今年の入試本番では、教科が終わるたびに「簡単だった」「満点かも」「余裕だった」などと、周囲に向けて“かます”生徒が多かったようです。柏葉受験ではよく耳にする光景ですが、実際には自信のない生徒ほど、少しでもライバルを揺さぶりたいという思いから、こうした言動に走ることが多いようです。

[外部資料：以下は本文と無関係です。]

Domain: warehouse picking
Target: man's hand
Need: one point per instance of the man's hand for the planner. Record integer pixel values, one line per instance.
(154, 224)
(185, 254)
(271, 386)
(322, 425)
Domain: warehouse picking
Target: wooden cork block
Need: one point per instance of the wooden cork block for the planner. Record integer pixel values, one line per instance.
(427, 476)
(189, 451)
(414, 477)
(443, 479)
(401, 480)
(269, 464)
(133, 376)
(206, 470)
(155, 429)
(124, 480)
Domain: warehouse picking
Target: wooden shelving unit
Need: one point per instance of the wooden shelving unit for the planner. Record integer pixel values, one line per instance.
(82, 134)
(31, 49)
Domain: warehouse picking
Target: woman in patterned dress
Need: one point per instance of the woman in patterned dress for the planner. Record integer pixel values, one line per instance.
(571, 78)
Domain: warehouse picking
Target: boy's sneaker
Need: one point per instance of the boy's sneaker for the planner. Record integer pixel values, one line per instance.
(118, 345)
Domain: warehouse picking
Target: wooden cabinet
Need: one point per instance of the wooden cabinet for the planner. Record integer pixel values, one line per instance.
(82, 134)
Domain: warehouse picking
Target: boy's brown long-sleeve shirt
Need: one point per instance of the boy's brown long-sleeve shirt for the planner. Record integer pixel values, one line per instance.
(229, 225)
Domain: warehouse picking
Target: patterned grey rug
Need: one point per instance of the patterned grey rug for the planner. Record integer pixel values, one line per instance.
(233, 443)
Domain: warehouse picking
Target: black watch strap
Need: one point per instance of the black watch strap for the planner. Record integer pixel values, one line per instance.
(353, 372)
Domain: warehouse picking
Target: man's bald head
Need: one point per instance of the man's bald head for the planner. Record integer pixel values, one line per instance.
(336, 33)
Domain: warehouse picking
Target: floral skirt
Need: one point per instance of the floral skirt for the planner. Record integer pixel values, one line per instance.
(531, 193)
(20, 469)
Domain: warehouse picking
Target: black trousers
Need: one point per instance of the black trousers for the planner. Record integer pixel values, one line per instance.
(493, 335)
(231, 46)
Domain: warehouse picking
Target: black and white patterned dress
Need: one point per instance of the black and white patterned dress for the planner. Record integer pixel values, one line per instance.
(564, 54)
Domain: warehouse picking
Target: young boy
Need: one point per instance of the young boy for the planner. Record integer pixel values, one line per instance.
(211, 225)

三条の会場でも同じような発言が相次いだと聞きました。事前に「気にしないように」と伝えてはいたものの、実際に目の前でやられると、気持ちの良いものではなかったようです。国語の難易度や入試全体の記述量を考えても、柏葉で9割を超える生徒は10人いるかどうか、三条で8割を超える生徒はほとんどいない入試です。模範解答もなく、自己採点もしていない段階で「楽勝だった」という声が飛び交うこと自体、不自然なのです。
本当に実力のある生徒は、静かに気持ちを切り替え、次の教科へ向かっています。実際、試験会場で大口を叩いていた生徒が、蓋を開けてみれば柏葉にいなかったという話は珍しくありません。
スポーツの試合で自分やチームを鼓舞する行為とは異なり、他者を揺さぶるための“かまし”を受験生に仕込む教育関係者がいるとしたら、非常に残念なことです。
日本の将来を考えると、決して楽観できる状況ではありません。その中で、ただ「少数の勝ち組になりたい」という思いだけで地域トップ校を目指す生徒が増えるとしたら、暗い気持ちになります。自分も周囲も最高のパフォーマンスを発揮できるように、何をすべきか、どんな使命を持つべきかを考えられる人が育ってこそ、名門校と呼べるのだと思います。
真に優秀で、優しさに秀でた人こそ、社会で活躍してほしい。
そして、他者を揺さぶることでしか自分を保てない“かます彼奴ら”は、所詮かませ犬に過ぎません。